“Don’t be ridiculous.”
“Why not? Do you have a monopoly on that?”
“I don’t understand? I thought you… I mean, I was scared that you might think…”
“Think what? Did you really believe that I’d come round her this evening just to accuse you of killing my sub? Sorry, my girlfriend.”
I try to look away, staring at the crumpled, soggy handkerchief twisting between my fingers. He’s having none of that. He cups my chin and lifts my face back up, forcing me to meet his eyes.
“Did you think that, Faith?”
“Yes.”
“You were wrong. Wrong about why I’m here, and wrong about the accident. If you feel guilty to be alive when Carrie’s dead, maybe that’s just because what happened was so bizarre. A cruel twist of fate. Yes, it could so easily have been you. Youarelucky to be alive. But that doesn’t mean you don’t have any right to be. Carrie didn’t deserve what happened to her, but neither did you deserve it.”
I notice he makes no such comment regarding Ed. I don’t either.

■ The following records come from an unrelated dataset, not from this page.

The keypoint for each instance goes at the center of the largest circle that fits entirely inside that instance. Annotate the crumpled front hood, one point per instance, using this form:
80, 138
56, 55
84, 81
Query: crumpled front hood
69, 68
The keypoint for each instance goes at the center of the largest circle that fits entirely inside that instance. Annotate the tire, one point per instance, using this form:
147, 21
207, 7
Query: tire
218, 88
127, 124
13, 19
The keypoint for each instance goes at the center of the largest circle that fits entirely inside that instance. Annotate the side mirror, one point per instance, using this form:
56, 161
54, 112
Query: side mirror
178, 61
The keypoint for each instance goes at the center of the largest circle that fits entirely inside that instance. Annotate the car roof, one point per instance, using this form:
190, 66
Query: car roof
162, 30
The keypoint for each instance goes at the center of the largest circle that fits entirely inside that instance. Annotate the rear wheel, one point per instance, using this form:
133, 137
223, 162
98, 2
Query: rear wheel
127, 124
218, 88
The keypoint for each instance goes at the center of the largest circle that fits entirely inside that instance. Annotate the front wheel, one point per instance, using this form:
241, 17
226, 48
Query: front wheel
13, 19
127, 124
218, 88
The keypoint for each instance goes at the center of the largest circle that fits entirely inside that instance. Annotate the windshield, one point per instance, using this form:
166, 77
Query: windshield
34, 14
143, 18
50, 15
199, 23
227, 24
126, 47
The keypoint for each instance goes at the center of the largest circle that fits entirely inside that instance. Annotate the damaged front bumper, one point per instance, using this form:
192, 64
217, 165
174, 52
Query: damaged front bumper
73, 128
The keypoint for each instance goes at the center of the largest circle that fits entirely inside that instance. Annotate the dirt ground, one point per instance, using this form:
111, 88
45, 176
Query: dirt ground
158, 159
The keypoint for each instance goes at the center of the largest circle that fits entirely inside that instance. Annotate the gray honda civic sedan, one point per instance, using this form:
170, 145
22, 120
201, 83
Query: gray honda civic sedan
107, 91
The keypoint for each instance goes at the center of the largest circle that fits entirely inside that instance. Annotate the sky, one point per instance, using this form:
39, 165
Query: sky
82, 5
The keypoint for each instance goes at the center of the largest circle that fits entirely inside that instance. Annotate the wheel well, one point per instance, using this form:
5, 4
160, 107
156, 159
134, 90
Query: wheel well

“I wish to God I’d refused her permission, insisted we give you a lift back. I thought about it, but decided to let Carrie do what she wanted to do. There was no way I could have known, not at that stage, but I’ve still beaten myself up about it. I was responsible for her, I let her down. I didn’t intend to; if I could turn the clock back I would. But it happened, it’s done now. There’s no going back, for any of us.”
I’m staring at him, incredulous. All these months I was convinced Carrie’s death was my fault, and it seems at least to some extent he’s been blaming himself for it. His lip quirks in a sardonic half-smile.
“What a pair we make. I wish I’d come earlier. I wanted to talk to you, probably because we shared it, that experience.”
“Yes, I know. No one else understands. It was so, so—unique. And so awful.”
“It was. But we have to pick ourselves up now. We have to move on.”
“You already have.”
“No, not really. I’ve been away because I was working, but I always knew I’d be back here eventually. I hoped you’d still be here, but I wasn’t sure until you opened your door earlier.”
“Do you miss her?”
“Carrie? Yes, of course. I cared about her, cared deeply.”
“Did you love her?” His words are an odd choice, and I feel I need to ask.
“I understood her, and she trusted me. You know what our relationship was. Carrie told you about it.” It’s a statement, not a question.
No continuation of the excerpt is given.